Before Father’s Day became a national holiday in the United States, countries with a significant Roman Catholic population, including Italy and Spain, were celebrating fathers on March 19, St. Joseph’s Day.

The feast day of St. Joseph, the earthly father of Jesus Christ, dates to at least the early ninth century. Pope Sixtus IV is credited with adding the feast to the Roman calendar in the late 15th century, and Pope Gregory XV declared it a holy day of obligation in 1621.

Meanwhile, the earliest recorded Father’s Day observances in Europe reportedly took place in the early 16th century. Over time, the dates celebrating contemporary fathers and the venerated biblical father merged in some areas. In Spain, the bridging of the two dates is more of a recent development, as El Día del Padre was formally established as a March 19 holiday in 1948.

When did Father’s Day become a national holiday in the US?

Despite Sonora Dodd’s yearslong campaign, Father’s Day failed to capture the American public’s imagination in the same manner as Mother’s Day. Woodrow Wilson, who established Mother’s Day in 1914, remotely participated in Spokane’s Father’s Day in 1916 but neglected to declare an official day of observance. Similarly, President Calvin Coolidge passed on taking executive action despite urging states to mark the occasion in 1924.

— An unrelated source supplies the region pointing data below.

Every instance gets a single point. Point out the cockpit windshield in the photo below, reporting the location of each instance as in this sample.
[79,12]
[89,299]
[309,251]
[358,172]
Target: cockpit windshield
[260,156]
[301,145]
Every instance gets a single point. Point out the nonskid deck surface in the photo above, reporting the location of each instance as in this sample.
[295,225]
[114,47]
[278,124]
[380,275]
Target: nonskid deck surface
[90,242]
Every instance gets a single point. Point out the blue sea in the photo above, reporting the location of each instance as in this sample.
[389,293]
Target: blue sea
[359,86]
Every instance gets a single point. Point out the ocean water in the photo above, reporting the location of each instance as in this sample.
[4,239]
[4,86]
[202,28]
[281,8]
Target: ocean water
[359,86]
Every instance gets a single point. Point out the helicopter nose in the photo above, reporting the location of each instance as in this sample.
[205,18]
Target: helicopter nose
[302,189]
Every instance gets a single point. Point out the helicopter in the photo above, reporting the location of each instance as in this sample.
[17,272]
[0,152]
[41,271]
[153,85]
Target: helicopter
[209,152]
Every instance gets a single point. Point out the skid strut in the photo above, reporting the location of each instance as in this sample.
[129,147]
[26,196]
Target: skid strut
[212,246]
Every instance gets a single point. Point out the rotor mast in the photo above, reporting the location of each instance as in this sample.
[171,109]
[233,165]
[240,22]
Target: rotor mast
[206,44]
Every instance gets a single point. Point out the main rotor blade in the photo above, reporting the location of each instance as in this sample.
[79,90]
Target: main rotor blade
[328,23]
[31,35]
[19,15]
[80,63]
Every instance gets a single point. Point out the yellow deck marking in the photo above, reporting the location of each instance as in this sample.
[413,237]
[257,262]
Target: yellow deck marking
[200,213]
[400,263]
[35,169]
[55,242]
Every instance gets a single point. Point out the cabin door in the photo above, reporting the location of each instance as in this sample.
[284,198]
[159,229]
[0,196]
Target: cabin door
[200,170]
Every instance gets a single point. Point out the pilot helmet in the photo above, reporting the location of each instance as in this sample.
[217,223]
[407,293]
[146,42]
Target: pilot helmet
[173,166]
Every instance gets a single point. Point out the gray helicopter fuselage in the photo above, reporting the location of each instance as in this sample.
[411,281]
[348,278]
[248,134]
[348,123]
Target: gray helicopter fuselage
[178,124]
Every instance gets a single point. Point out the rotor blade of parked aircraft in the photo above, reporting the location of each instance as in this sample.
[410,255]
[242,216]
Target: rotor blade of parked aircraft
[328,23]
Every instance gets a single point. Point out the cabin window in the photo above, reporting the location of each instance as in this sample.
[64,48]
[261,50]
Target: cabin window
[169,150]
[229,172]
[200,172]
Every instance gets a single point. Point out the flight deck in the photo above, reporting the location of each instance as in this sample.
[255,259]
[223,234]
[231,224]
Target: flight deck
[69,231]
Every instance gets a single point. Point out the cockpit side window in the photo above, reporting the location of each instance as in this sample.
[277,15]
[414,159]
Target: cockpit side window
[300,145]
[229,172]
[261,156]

Congressional pressure to create a national holiday was mounting by the early 1960s, when Representative Walt Horan of Washington emphasized his state’s role in launching the day then widely, if unofficially, celebrated on the third Sunday in June. Lyndon B. Johnson subsequently issued the first presidential proclamation to recognize this “well-established tradition” in 1966. In 1972, after Congress passed a joint resolution, Richard Nixon signed a proclamation formally designating “one special Sunday in honor of America’s fathers[…]from this year forward” as Father’s Day.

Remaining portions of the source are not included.